Trends in Machine Learning Hardware
FLOP/s performance in 47 ML hardware accelerators doubled every 2.3 years. Switching from FP32 to tensor-FP16 led to a further 10x performance increase. Memory capacity and bandwidth doubled every 4 years.
Published
Resources
This report was originally published on Nov 09, 2023. For the latest research and updates on this subject, please see: Data on Machine Learning Hardware.
Executive summary
We study the performance of GPUs for computational performance across different number representations, memory capacities and bandwidth, and interconnect bandwidth using a dataset of 47 ML accelerators (GPUs and other AI chips) commonly used in ML experiments from 2010-2023, plus 1,948 additional GPUs from 2006-2021. Our main findings are:
- Lower-precision number formats like 16-bit floating point (FP16) and 8-bit integers (INT8), combined with specialized tensor core units, can provide order-of-magnitude performance improvements for machine learning workloads compared to traditionally used 32-bit floating point (FP32).
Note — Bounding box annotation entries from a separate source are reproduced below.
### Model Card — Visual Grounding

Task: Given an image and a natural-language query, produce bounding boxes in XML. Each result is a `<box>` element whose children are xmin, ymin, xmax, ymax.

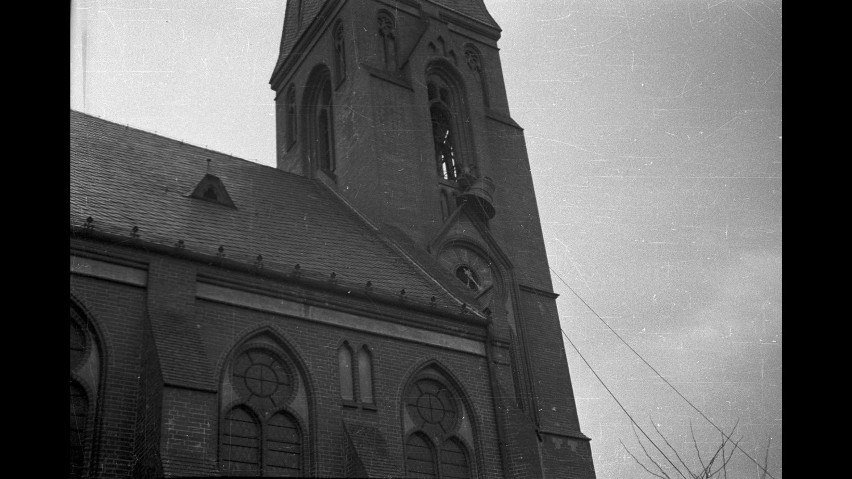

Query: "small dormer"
<box><xmin>188</xmin><ymin>173</ymin><xmax>237</xmax><ymax>209</ymax></box>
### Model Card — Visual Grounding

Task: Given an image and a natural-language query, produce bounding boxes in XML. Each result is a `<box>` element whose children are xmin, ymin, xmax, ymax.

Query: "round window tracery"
<box><xmin>456</xmin><ymin>264</ymin><xmax>482</xmax><ymax>291</ymax></box>
<box><xmin>233</xmin><ymin>349</ymin><xmax>294</xmax><ymax>409</ymax></box>
<box><xmin>405</xmin><ymin>379</ymin><xmax>458</xmax><ymax>434</ymax></box>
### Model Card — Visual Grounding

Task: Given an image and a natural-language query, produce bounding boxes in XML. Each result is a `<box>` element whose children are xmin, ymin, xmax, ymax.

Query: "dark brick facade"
<box><xmin>71</xmin><ymin>0</ymin><xmax>594</xmax><ymax>479</ymax></box>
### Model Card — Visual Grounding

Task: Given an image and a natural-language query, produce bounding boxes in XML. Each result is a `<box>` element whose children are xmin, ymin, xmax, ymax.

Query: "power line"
<box><xmin>559</xmin><ymin>327</ymin><xmax>686</xmax><ymax>479</ymax></box>
<box><xmin>550</xmin><ymin>268</ymin><xmax>775</xmax><ymax>479</ymax></box>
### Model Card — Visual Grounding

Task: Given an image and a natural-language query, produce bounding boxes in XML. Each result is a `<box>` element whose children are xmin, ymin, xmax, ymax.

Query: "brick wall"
<box><xmin>71</xmin><ymin>276</ymin><xmax>145</xmax><ymax>478</ymax></box>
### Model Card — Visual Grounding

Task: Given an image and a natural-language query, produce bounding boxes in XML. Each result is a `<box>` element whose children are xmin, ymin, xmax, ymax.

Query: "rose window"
<box><xmin>233</xmin><ymin>349</ymin><xmax>293</xmax><ymax>409</ymax></box>
<box><xmin>406</xmin><ymin>379</ymin><xmax>458</xmax><ymax>434</ymax></box>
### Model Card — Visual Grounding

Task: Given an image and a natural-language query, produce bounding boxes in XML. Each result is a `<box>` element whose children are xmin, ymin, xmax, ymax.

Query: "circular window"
<box><xmin>405</xmin><ymin>379</ymin><xmax>458</xmax><ymax>433</ymax></box>
<box><xmin>233</xmin><ymin>349</ymin><xmax>294</xmax><ymax>409</ymax></box>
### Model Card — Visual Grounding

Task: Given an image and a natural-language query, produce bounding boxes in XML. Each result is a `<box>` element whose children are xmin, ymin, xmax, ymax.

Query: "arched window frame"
<box><xmin>218</xmin><ymin>342</ymin><xmax>309</xmax><ymax>477</ymax></box>
<box><xmin>356</xmin><ymin>345</ymin><xmax>376</xmax><ymax>406</ymax></box>
<box><xmin>302</xmin><ymin>64</ymin><xmax>337</xmax><ymax>181</ymax></box>
<box><xmin>376</xmin><ymin>10</ymin><xmax>397</xmax><ymax>71</ymax></box>
<box><xmin>337</xmin><ymin>341</ymin><xmax>377</xmax><ymax>411</ymax></box>
<box><xmin>284</xmin><ymin>85</ymin><xmax>299</xmax><ymax>150</ymax></box>
<box><xmin>464</xmin><ymin>43</ymin><xmax>490</xmax><ymax>108</ymax></box>
<box><xmin>426</xmin><ymin>59</ymin><xmax>476</xmax><ymax>184</ymax></box>
<box><xmin>401</xmin><ymin>366</ymin><xmax>479</xmax><ymax>479</ymax></box>
<box><xmin>69</xmin><ymin>296</ymin><xmax>106</xmax><ymax>477</ymax></box>
<box><xmin>332</xmin><ymin>20</ymin><xmax>346</xmax><ymax>88</ymax></box>
<box><xmin>337</xmin><ymin>341</ymin><xmax>355</xmax><ymax>406</ymax></box>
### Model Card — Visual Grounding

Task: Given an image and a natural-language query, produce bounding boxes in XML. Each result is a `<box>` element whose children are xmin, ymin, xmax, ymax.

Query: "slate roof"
<box><xmin>70</xmin><ymin>111</ymin><xmax>466</xmax><ymax>310</ymax></box>
<box><xmin>273</xmin><ymin>0</ymin><xmax>500</xmax><ymax>79</ymax></box>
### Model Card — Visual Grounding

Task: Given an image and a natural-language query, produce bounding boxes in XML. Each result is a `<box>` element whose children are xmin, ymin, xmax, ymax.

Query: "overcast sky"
<box><xmin>71</xmin><ymin>0</ymin><xmax>783</xmax><ymax>479</ymax></box>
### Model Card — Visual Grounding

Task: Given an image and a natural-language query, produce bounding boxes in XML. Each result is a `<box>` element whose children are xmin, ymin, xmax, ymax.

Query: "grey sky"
<box><xmin>71</xmin><ymin>0</ymin><xmax>783</xmax><ymax>479</ymax></box>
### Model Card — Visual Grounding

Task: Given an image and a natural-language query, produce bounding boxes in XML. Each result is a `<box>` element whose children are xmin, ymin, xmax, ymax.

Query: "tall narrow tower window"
<box><xmin>304</xmin><ymin>65</ymin><xmax>337</xmax><ymax>173</ymax></box>
<box><xmin>426</xmin><ymin>78</ymin><xmax>461</xmax><ymax>180</ymax></box>
<box><xmin>337</xmin><ymin>344</ymin><xmax>355</xmax><ymax>401</ymax></box>
<box><xmin>378</xmin><ymin>11</ymin><xmax>396</xmax><ymax>71</ymax></box>
<box><xmin>284</xmin><ymin>85</ymin><xmax>297</xmax><ymax>148</ymax></box>
<box><xmin>334</xmin><ymin>22</ymin><xmax>346</xmax><ymax>85</ymax></box>
<box><xmin>464</xmin><ymin>45</ymin><xmax>489</xmax><ymax>108</ymax></box>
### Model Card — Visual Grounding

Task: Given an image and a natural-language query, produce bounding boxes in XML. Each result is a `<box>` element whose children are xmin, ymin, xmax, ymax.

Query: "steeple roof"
<box><xmin>273</xmin><ymin>0</ymin><xmax>500</xmax><ymax>80</ymax></box>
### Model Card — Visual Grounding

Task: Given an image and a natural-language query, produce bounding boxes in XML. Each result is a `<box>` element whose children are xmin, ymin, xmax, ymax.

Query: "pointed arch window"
<box><xmin>405</xmin><ymin>432</ymin><xmax>438</xmax><ymax>478</ymax></box>
<box><xmin>332</xmin><ymin>21</ymin><xmax>346</xmax><ymax>85</ymax></box>
<box><xmin>305</xmin><ymin>66</ymin><xmax>337</xmax><ymax>177</ymax></box>
<box><xmin>284</xmin><ymin>85</ymin><xmax>298</xmax><ymax>149</ymax></box>
<box><xmin>337</xmin><ymin>343</ymin><xmax>355</xmax><ymax>402</ymax></box>
<box><xmin>220</xmin><ymin>407</ymin><xmax>260</xmax><ymax>475</ymax></box>
<box><xmin>464</xmin><ymin>44</ymin><xmax>489</xmax><ymax>108</ymax></box>
<box><xmin>402</xmin><ymin>370</ymin><xmax>474</xmax><ymax>479</ymax></box>
<box><xmin>358</xmin><ymin>346</ymin><xmax>373</xmax><ymax>404</ymax></box>
<box><xmin>426</xmin><ymin>62</ymin><xmax>473</xmax><ymax>181</ymax></box>
<box><xmin>219</xmin><ymin>345</ymin><xmax>305</xmax><ymax>477</ymax></box>
<box><xmin>337</xmin><ymin>342</ymin><xmax>375</xmax><ymax>409</ymax></box>
<box><xmin>377</xmin><ymin>10</ymin><xmax>397</xmax><ymax>71</ymax></box>
<box><xmin>68</xmin><ymin>299</ymin><xmax>102</xmax><ymax>477</ymax></box>
<box><xmin>69</xmin><ymin>379</ymin><xmax>89</xmax><ymax>477</ymax></box>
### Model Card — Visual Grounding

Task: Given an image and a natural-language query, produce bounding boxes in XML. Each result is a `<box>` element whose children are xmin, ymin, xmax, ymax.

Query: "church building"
<box><xmin>69</xmin><ymin>0</ymin><xmax>595</xmax><ymax>479</ymax></box>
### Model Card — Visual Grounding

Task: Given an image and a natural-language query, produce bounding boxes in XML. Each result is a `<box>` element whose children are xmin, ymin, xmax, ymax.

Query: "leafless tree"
<box><xmin>619</xmin><ymin>420</ymin><xmax>771</xmax><ymax>479</ymax></box>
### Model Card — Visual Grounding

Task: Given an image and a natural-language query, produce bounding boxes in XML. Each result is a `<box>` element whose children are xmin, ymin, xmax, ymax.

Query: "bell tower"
<box><xmin>270</xmin><ymin>0</ymin><xmax>595</xmax><ymax>478</ymax></box>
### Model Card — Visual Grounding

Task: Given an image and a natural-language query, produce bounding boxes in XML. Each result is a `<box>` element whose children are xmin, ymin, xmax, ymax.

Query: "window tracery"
<box><xmin>402</xmin><ymin>370</ymin><xmax>472</xmax><ymax>479</ymax></box>
<box><xmin>68</xmin><ymin>299</ymin><xmax>101</xmax><ymax>477</ymax></box>
<box><xmin>219</xmin><ymin>345</ymin><xmax>304</xmax><ymax>477</ymax></box>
For example, we estimate, though using limited amounts of data, that using tensor-FP16 can provide roughly 10x speedup compared to FP32.
- Given that the overall performance of large hardware clusters for state-of-the-art ML model training and inference depends on factors beyond just computational performance, we investigate memory capacity, memory bandwidth and interconnects, and find that:
- Memory capacity is doubling every ~4 years and memory bandwidth every ~4.1 years. They have increased at a slower rate than computational performance which doubles every ~2.3 years. This is a common finding and often described as the memory wall.
- The latest ML hardware often comes with proprietary chip-to-chip interconnect protocols (Nvidia’s NVLink or Google’s TPU’s ICI) that offer higher communication bandwidth between chips compared to the PCI Express (PCIe). For example, NVLink in H100 supports 7x the bandwidth of PCIe 5.0.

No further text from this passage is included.